After Eggensperger earned a triple major at UM in broad field science; health and physical education; and business education, he set out for the Willow Creek school district near Three Forks, where the high school enrollment was 22 students. He was there a year before heading to Centerville, another small district near Great Falls.

After three years in Centerville he taught in Drummond for a year, then went back to UM to get his master’s degree in school administration.

Eggensperger was teaching and coaching at Reed Point, near Columbus, when he got the opportunity to move into the superintendent position there. That began his career as a school administrator.

He served as superintendent of Lambert School in Eastern Montana from 1987 to 1991, then spent 19 years as superintendent of schools in Darby, resigning in 2004 after the school board there was embroiled in a contentious public debate about a proposed policy that would have required the Darby Schools’ science teachers to question the theory of evolution.

“That just split the town,” Eggensperger said in an earlier interview, explaining how Darby residents voted down the proposed policy in the biggest election turnout in the town’s history. “I was completely burned out.”

He then spent eight and a half years working as a contractor for the federal government, running the GED program for the Trapper Creek Job Corps Center south of Darby. When the recession hit, though, he lost his contract job.

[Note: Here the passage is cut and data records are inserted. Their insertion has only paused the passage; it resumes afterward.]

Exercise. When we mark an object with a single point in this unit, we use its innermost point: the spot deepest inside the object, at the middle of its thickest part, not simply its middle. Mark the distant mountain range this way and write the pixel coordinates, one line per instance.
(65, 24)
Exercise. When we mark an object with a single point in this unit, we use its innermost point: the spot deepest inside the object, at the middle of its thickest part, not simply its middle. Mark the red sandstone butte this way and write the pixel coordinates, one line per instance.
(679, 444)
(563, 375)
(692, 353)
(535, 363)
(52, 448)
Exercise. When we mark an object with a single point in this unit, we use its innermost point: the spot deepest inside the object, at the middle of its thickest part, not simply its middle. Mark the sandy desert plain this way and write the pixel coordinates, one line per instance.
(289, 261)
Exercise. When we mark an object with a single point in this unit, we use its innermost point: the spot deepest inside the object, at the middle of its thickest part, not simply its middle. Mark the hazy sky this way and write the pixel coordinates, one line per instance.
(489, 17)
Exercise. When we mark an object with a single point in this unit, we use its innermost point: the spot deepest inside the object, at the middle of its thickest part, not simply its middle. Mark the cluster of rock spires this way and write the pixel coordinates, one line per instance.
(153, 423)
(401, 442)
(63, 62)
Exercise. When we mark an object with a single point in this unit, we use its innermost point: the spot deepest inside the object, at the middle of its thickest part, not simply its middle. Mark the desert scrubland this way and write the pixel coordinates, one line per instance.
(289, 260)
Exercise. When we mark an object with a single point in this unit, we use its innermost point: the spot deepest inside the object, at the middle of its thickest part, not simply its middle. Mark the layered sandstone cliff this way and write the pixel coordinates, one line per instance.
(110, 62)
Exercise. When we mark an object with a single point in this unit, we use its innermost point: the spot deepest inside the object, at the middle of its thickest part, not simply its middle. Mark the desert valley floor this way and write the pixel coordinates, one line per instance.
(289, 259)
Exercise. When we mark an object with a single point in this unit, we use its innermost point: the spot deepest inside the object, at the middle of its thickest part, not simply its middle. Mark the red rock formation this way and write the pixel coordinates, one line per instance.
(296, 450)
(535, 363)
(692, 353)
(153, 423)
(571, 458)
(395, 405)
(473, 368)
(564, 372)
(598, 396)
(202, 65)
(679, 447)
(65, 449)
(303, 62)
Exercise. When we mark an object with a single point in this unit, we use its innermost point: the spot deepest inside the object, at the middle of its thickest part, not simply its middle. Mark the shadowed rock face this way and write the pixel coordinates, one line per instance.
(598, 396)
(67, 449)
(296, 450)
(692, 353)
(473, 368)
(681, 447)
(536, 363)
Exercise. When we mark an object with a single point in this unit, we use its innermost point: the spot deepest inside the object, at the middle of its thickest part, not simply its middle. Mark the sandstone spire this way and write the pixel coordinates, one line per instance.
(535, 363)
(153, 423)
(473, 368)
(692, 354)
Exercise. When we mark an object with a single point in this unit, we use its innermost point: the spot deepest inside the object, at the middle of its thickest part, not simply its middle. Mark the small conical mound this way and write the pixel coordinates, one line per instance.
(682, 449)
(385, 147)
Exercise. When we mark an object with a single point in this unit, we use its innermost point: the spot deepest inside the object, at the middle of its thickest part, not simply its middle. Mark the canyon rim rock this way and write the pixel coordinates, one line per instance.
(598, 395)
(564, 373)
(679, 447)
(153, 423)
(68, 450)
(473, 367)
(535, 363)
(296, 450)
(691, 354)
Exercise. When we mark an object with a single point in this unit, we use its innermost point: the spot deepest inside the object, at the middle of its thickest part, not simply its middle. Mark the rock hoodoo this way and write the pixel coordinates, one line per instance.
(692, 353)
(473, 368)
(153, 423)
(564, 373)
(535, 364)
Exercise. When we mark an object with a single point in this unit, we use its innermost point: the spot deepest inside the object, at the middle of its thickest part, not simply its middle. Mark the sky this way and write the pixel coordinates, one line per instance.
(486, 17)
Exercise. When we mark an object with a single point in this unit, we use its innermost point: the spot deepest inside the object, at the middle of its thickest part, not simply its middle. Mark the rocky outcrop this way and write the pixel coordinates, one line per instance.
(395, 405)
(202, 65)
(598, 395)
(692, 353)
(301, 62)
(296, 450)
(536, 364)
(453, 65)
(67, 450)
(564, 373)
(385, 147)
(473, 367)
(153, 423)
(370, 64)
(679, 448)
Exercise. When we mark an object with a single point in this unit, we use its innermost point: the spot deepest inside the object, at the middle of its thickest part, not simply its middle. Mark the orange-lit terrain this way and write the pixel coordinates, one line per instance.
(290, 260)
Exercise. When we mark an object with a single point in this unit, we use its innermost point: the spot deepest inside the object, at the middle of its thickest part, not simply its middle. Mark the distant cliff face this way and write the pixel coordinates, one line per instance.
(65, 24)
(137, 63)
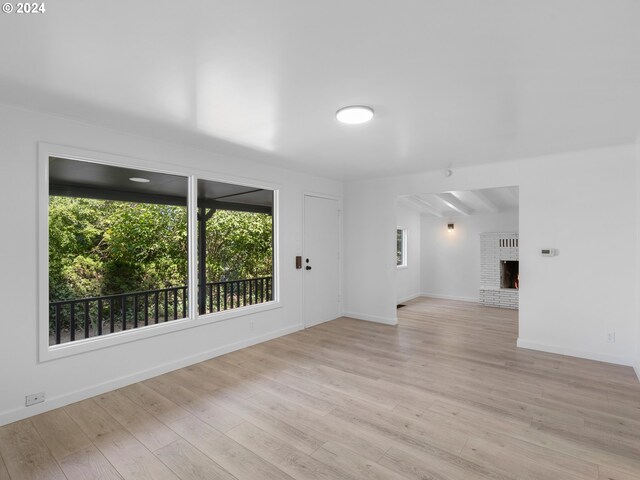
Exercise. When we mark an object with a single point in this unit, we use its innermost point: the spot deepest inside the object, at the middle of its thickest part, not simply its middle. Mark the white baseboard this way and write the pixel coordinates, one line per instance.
(371, 318)
(408, 297)
(572, 352)
(450, 297)
(66, 399)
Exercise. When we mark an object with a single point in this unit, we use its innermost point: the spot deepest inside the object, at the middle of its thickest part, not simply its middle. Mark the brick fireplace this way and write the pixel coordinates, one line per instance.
(499, 270)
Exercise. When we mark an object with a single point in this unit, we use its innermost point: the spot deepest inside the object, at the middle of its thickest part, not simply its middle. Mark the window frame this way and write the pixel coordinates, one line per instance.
(48, 352)
(404, 262)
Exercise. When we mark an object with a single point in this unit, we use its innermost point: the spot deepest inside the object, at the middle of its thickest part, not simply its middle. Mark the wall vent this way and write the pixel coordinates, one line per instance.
(508, 242)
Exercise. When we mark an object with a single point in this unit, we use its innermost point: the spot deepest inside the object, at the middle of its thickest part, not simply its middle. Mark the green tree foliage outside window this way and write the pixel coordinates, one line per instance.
(101, 247)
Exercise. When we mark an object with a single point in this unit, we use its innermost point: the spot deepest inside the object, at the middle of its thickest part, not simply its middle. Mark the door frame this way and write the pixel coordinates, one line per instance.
(338, 199)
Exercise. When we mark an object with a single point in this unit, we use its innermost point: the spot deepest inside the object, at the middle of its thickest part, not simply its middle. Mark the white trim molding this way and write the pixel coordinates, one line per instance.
(66, 399)
(449, 297)
(371, 318)
(572, 352)
(408, 297)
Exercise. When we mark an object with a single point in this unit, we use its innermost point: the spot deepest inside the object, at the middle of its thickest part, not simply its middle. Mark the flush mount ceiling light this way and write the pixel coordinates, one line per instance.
(354, 114)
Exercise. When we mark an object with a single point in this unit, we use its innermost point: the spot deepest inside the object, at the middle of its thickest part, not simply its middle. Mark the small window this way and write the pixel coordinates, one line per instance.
(235, 251)
(401, 247)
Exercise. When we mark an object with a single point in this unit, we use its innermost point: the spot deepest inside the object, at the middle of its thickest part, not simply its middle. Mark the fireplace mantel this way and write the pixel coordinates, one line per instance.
(496, 248)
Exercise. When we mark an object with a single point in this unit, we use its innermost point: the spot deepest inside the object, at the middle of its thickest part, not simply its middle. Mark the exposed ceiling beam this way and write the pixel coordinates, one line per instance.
(425, 206)
(409, 203)
(484, 200)
(513, 193)
(452, 202)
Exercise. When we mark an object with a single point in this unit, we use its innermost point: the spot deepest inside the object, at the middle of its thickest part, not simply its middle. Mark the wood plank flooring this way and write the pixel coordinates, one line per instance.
(444, 395)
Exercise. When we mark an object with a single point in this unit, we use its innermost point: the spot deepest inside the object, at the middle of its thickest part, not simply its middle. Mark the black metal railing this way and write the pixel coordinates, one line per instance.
(91, 317)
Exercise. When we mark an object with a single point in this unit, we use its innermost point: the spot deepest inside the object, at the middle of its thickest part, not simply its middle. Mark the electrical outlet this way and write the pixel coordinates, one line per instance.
(33, 399)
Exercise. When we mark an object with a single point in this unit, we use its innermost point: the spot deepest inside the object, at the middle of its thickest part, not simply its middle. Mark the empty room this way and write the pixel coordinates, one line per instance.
(320, 240)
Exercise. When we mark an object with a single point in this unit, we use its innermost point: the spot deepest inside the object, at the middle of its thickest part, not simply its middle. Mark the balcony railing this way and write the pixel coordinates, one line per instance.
(70, 320)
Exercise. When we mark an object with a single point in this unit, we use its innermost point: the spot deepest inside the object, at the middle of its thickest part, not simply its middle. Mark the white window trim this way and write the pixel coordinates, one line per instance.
(47, 352)
(405, 234)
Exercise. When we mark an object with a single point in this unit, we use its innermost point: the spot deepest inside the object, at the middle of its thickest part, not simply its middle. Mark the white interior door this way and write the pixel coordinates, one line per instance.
(320, 260)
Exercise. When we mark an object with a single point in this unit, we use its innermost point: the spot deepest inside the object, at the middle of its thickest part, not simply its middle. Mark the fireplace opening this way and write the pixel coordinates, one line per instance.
(509, 274)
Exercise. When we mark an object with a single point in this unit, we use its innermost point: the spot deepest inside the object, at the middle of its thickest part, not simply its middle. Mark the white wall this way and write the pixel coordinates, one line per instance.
(408, 278)
(80, 376)
(451, 260)
(582, 203)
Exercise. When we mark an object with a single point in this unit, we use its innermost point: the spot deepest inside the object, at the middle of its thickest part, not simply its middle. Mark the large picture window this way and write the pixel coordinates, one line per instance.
(130, 248)
(117, 249)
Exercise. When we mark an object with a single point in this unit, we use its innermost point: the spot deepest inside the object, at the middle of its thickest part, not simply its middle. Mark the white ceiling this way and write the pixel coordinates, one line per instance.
(453, 82)
(463, 203)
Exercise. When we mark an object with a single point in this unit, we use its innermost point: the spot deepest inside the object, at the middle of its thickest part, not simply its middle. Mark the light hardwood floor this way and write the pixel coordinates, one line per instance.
(445, 395)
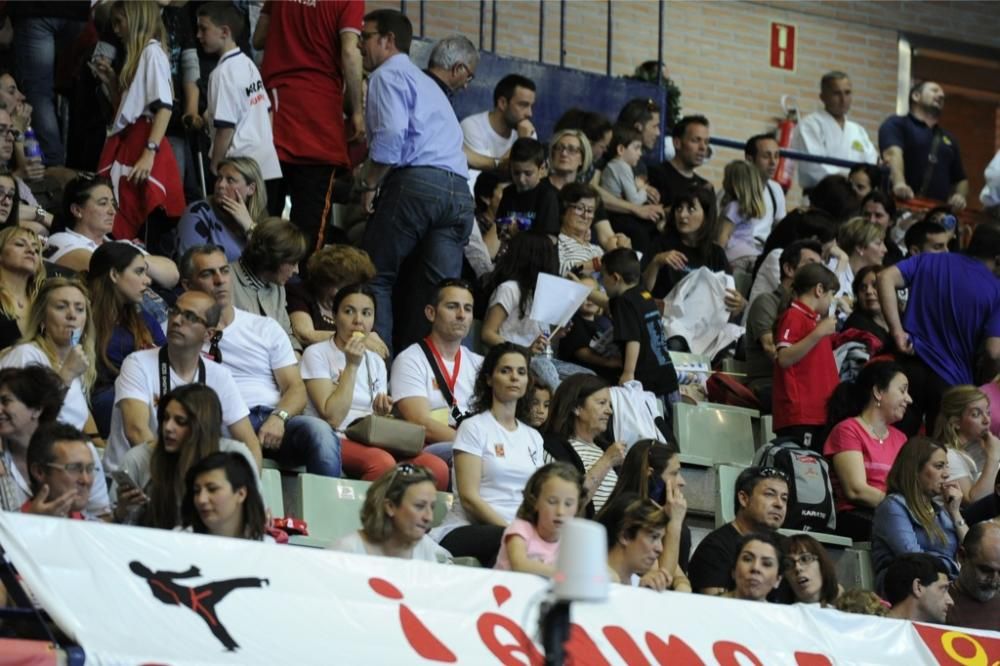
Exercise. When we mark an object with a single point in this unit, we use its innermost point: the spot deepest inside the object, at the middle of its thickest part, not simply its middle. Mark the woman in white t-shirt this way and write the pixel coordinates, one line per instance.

Most recently he’s been an education consultant.

Eggensperger said he loves rural Montana, and his experience with smaller schools makes him a perfect fit for the job of superintendent of schools.

He told about a challenging situation during his time in Darby when two families moved into the district from Ohio. One family had 26 children with a variety of special needs, then another family from Ohio — friends of the other large family — moved there with 12 disabled children. Providing the necessary accommodations and special education classes was a challenge, he said.

“OPI (Office of Public Instruction) used to have a reserve fund for unexpected special education costs,” he said. “The Darby district took every penny of that.

“You dealt with it as well as you could within the parameters of the budget.”

Eggensperger and his wife of 31 years, Joanne, raised a son, Curtis, who attends Flathead Valley Community College, and a daughter, Christina, a UM graduate who is a restaurant manager at the high-end Resort at Paws Up near Missoula.

Eggensperger’s down time is filled with sports, among other things. He’s a season ticket-holder for UM Griz games, and is an ardent Cardinals fan — that would be the Arizona Cardinals football team and the St. Louis Cardinals baseball team.

He hikes, fishes, golfs and loves animals, namely their two miniature schnauzers, Monte and Griz.

“They consume us,” he said with a laugh.